Ro

Poof.

Immediately, the soldiers and the vines turn to dust. They dissipate with some soft crackling sounds, and the brown powdery debris blows away with a gust of wind.

Some of the chalky stuff hits my face, and I briefly close my eyes. When I open them, the greenery is gone, and the colorlessness of the Lost Land has returned. The cobblestones are cracked and there’s gritty sand everywhere. The sky is gray instead of blue.

I never thought I’d be glad to see the Lost Land again, but that means we succeeded so it might as well be rainbows and butterflies and all the beautiful things.

I’d whoop for joy if I wasn’t so weak from my adrenaline taking a sudden dive.

Breathing hard, I slump to the side to sit on my rump. I brace my hands on the ground, but my elbows give out, and I allow myself this momentary collapse.

I need to lie down while I get over the fact that I was one second away from getting my head lopped off.

“I’m sorry, Sunny.” Kai coughs as if his throat is dry. “I’m so sorry. I hesitated, and I failed you.”

“Are you serious?” I balk, sitting up. “The last thing you did is fail. We’re a team. And what you went through…”

When I look at Kai, I trail off because I’m shocked by the lack of blood on him, and I squint as if I’m not seeing things correctly.

His skin is tan, not red, and his wounds are no longer open. They’re not gaping and fresh. They’re old.

Scars.

Glancing down at myself, I note how my dress is mostly yellow. I’m dirty and there’s a stain here and there, but it’s not soaked in blood like it was before.

It’s like the whipping, Zarid’s attack, the soldiers… None of it happened.

Or, rather, it happened a long, long time ago.

In the past.

Oh, thank the suns.

“You’re okay.” Crawling over to Kai, I ignore the way the little rocks on the ground dig into my hands and knees because I don’t care about a few extra scratches right now.

I can’t remember the last time I was this happy.

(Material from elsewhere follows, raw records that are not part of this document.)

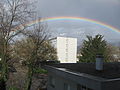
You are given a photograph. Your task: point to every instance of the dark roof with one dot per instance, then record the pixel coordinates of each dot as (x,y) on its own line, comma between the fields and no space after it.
(110,71)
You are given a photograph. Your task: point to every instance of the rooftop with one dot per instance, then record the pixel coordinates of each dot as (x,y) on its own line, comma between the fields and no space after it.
(110,71)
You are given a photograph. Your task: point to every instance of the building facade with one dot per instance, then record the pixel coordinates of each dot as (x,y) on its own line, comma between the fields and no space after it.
(83,76)
(66,49)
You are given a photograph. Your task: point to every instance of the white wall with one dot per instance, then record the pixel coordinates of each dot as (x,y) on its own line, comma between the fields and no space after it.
(66,49)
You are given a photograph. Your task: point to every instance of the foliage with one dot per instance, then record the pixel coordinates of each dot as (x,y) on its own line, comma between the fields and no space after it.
(40,71)
(13,15)
(13,88)
(92,47)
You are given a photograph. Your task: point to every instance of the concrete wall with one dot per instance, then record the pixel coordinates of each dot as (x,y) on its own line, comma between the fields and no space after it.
(67,49)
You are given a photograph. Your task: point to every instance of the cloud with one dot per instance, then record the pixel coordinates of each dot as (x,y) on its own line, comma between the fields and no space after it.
(106,11)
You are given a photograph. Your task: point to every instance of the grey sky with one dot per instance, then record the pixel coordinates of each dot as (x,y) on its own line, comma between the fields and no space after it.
(107,11)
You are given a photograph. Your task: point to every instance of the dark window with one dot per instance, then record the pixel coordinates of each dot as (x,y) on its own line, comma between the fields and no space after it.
(52,81)
(66,86)
(81,87)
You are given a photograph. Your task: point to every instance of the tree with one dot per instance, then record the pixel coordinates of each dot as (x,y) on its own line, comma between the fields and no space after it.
(36,46)
(92,47)
(13,16)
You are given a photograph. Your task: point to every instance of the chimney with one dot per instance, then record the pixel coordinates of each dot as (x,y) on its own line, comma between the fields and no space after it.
(99,62)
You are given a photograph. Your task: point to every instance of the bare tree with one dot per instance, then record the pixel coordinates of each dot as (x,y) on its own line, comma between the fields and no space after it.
(37,37)
(13,16)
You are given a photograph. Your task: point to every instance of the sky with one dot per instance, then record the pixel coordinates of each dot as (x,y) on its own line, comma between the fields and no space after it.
(106,11)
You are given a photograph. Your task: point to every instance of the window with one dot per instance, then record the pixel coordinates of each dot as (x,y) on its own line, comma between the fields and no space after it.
(52,81)
(66,86)
(81,87)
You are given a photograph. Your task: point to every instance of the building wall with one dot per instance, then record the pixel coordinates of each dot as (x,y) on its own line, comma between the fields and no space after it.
(66,49)
(59,83)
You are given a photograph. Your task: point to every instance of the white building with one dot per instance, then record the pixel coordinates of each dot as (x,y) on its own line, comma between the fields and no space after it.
(67,49)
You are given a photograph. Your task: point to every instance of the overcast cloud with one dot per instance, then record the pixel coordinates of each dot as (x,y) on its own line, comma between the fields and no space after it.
(107,11)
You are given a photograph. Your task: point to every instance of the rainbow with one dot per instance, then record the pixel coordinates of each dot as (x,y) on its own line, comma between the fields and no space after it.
(51,19)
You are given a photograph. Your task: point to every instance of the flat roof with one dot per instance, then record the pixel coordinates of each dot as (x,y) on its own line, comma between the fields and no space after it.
(110,70)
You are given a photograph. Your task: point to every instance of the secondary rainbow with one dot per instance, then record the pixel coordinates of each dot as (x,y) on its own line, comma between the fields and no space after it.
(51,19)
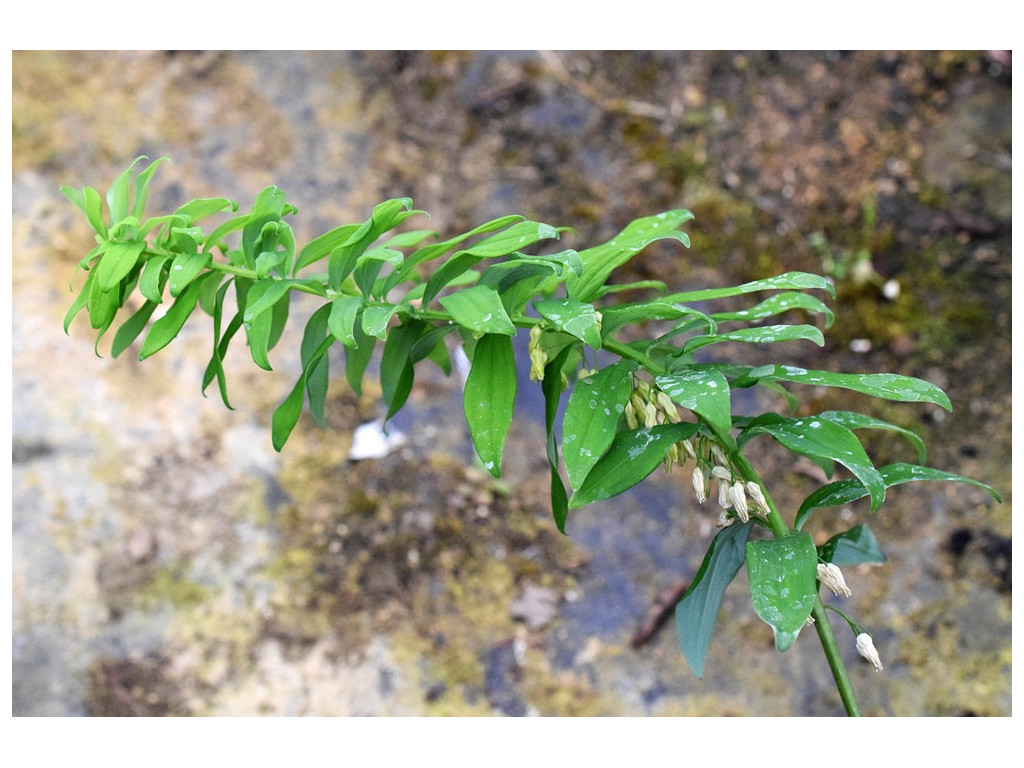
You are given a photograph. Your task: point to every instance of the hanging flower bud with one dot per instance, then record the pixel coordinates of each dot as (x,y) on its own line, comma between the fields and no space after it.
(721,473)
(865,647)
(739,501)
(832,577)
(724,497)
(698,485)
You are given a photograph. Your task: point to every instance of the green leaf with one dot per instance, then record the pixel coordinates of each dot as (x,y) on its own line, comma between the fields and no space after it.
(118,196)
(185,268)
(776,305)
(552,388)
(632,457)
(599,262)
(342,318)
(375,320)
(215,368)
(164,330)
(786,282)
(845,492)
(887,386)
(518,236)
(141,186)
(759,335)
(697,611)
(592,414)
(489,397)
(357,356)
(269,207)
(438,249)
(479,309)
(706,392)
(817,437)
(852,547)
(118,260)
(201,208)
(396,365)
(287,415)
(782,577)
(131,328)
(317,373)
(572,316)
(852,420)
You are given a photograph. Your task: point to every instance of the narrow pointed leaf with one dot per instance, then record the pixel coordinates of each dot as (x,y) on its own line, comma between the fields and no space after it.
(632,457)
(342,318)
(599,262)
(118,260)
(593,412)
(786,282)
(818,437)
(489,397)
(165,329)
(886,386)
(852,547)
(706,392)
(572,316)
(697,611)
(479,309)
(845,492)
(777,304)
(759,335)
(782,577)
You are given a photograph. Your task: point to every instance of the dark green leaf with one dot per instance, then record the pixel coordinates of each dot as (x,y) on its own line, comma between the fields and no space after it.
(131,328)
(697,611)
(845,492)
(776,305)
(287,415)
(852,420)
(489,397)
(164,330)
(342,318)
(552,388)
(782,576)
(317,373)
(599,262)
(571,316)
(887,386)
(759,335)
(479,309)
(819,437)
(633,456)
(852,547)
(786,282)
(706,392)
(118,260)
(396,365)
(592,414)
(185,268)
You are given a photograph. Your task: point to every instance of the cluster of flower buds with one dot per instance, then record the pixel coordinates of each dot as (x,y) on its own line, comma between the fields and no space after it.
(737,499)
(538,357)
(649,407)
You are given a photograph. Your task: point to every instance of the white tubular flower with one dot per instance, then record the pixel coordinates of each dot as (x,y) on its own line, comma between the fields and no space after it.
(698,485)
(720,457)
(865,647)
(832,577)
(739,501)
(724,497)
(757,497)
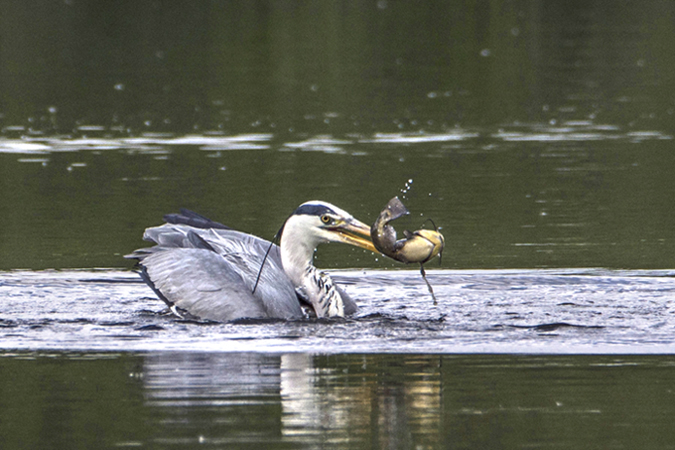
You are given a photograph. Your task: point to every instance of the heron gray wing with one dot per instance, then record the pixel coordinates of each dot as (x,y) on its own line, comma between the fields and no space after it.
(197,281)
(211,273)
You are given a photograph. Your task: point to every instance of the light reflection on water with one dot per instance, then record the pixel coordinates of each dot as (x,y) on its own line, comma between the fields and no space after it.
(510,311)
(569,131)
(299,400)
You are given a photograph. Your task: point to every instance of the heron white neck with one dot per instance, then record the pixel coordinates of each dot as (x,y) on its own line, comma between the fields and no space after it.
(297,255)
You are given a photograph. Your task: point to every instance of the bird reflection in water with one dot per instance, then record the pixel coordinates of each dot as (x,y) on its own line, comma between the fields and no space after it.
(349,401)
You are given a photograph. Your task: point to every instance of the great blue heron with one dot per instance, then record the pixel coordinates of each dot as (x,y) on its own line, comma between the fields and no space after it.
(212,272)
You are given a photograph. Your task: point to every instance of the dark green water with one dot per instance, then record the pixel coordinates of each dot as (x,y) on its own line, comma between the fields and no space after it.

I’m just so glad to see Kai uninjured, and I’m overjoyed at the fact that he won’t have to continue this game while being in excruciating pain.

My smile is wide as I lay a hand on one of the big marks on his stomach. Then I cup his face and run my thumb over the raised skin on his cheek. “Does it hurt anymore?”

“Hurt?” Seeming baffled by the drastic changes to his body, Kai sits back on his haunches and flexes his fingers. “No, not at all.”

“You’re healed.” I’m positively giddy, but Kai doesn’t share my enthusiasm.

“Not healed,” he says gruffly. “Just back to normal.”

As he scans himself, his frowns go through a variety of forms. Shock, exhaustion, and acceptance rapidly flash on his face before his expression defaults to his usual grumpiness.

I get it. This is a lot. The aftermath of going through the whipping a second time must be hard for him. It’s something he never should’ve had to endure again.

When he looks at his left arm, we both zero in on the bite he received from the flower. It’s a bit inflamed and scabby.

“Interesting,” I comment. “That’s still there.”

Flattening his lips, Kai lifts my messy braid away from my neck and glares. “You got cut by Zarid’s knife.”

Now that he mentions it, I do feel a sting, and my hand goes to the shallow slice I didn’t realize I’d gotten.